DAVAO - President Benigno Aquino linked for the first time Islamic militants and breakaway Muslim rebels on Thursday to a recent spate of deadly bombings in the Philippines.
A total of 14 people were killed in two blasts on the southern island of Mindanao on July 26 and August 5, with 76 others wounded in the attacks. Seven soldiers were also wounded in a roadside bomb attack in Mindanao on Wednesday.
The authorities now believe the attacks were linked to security operations against the Abu Sayyaf Islamic militant group and the Bangsamoro Islamic Freedom Fighters (BIFF), Mr Aquino said in the Mindanao city of Davao.
"There is a theory that all of these bombings are related to that, to lessen the pressure of ongoing follow-up operations against these BIFF elements," he told reporters on the sidelines of a business conference.
Mr Aquino did not say outright if Abu Sayyaf and BIFF are directly behind the recent Mindanao bombings.
But he said the security services are looking into growing links among three "threat groups" that he did not identify.
"Previously they were in some sort of a loose alliance, but now they are working together in a desperate bid to halt the peace process in Mindanao," Mr Aquino said.

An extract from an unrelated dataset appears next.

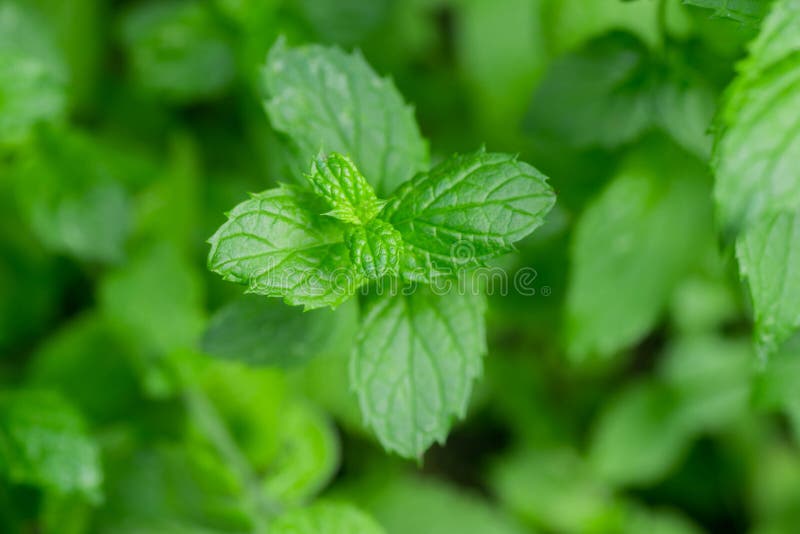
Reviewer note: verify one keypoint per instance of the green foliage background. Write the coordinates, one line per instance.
(651, 382)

The leader of the BIFF had been expelled from the Moro Islamic Liberation Front, which later signed a preliminary peace agreement with the national government last year.

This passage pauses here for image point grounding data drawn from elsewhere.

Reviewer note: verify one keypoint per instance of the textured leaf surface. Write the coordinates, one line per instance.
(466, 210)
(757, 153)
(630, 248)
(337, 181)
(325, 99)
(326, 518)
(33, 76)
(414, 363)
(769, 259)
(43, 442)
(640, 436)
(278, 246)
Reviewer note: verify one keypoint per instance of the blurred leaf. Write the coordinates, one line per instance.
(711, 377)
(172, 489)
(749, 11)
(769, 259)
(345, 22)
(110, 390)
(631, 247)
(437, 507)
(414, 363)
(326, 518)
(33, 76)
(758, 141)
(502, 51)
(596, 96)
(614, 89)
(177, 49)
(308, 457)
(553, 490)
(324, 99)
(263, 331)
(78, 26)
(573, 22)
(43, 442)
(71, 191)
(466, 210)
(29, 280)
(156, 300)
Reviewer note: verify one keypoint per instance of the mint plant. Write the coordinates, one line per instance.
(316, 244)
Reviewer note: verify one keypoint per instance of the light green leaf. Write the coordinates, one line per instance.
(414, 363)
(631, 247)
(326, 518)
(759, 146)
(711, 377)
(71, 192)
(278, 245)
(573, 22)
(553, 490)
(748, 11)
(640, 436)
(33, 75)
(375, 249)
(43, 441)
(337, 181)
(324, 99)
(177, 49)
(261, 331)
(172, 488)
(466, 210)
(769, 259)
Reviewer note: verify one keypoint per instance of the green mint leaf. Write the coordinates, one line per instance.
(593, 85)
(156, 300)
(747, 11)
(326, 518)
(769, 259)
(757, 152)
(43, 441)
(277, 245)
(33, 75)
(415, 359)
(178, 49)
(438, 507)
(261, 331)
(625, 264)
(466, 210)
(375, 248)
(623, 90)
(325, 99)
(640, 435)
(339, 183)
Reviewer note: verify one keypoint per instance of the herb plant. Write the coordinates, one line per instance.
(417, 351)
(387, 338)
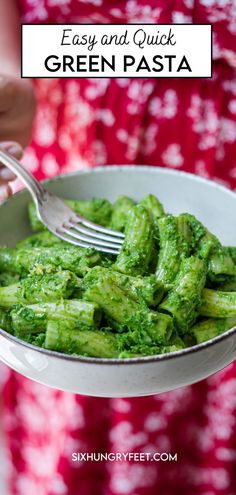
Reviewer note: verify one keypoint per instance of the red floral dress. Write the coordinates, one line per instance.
(188, 124)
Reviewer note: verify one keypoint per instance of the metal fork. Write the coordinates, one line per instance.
(60, 219)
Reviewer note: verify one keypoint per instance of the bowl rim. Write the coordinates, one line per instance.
(135, 360)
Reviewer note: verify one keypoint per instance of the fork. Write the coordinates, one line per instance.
(60, 219)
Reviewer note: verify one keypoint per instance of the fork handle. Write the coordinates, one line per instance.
(36, 189)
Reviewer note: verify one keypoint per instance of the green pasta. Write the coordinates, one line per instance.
(30, 290)
(33, 318)
(183, 301)
(173, 284)
(218, 304)
(96, 343)
(170, 252)
(120, 212)
(40, 260)
(136, 252)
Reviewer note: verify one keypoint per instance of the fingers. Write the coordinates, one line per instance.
(14, 149)
(5, 192)
(7, 92)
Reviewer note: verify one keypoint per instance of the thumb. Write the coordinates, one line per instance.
(15, 150)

Mr Aquino hopes to sign a final peace treaty with the MILF before he leaves office in 2016 that would create an autonomous Muslim area in the south of the mainly Catholic nation, and end decades of conflict that have claimed 150,000 lives.
Three members of the BIFF, which opposes the MILF peace talks, were killed in a skirmish with the military in Mindanao last week.
Mr Aquino said there are also ongoing operations against the Abu Sayyaf, blamed for the deadliest bombings in the country as well as kidnappings of foreign tourists and missionaries.
On the neighbouring southern island of Basilan on Thursday, a soldier was killed and eight others slightly wounded in an assault of an Abu Sayyaf hideout, the military said.
The dawn raid turned up mortar shells, improvised explosive devices and other bomb-making materials, said Colonel Carlito Galvez, the island's military commander.
"The Abu Sayyaf planned to use these after the Ramadan," said Col Galvez, referring to the Muslim fasting period which ended on Thursday.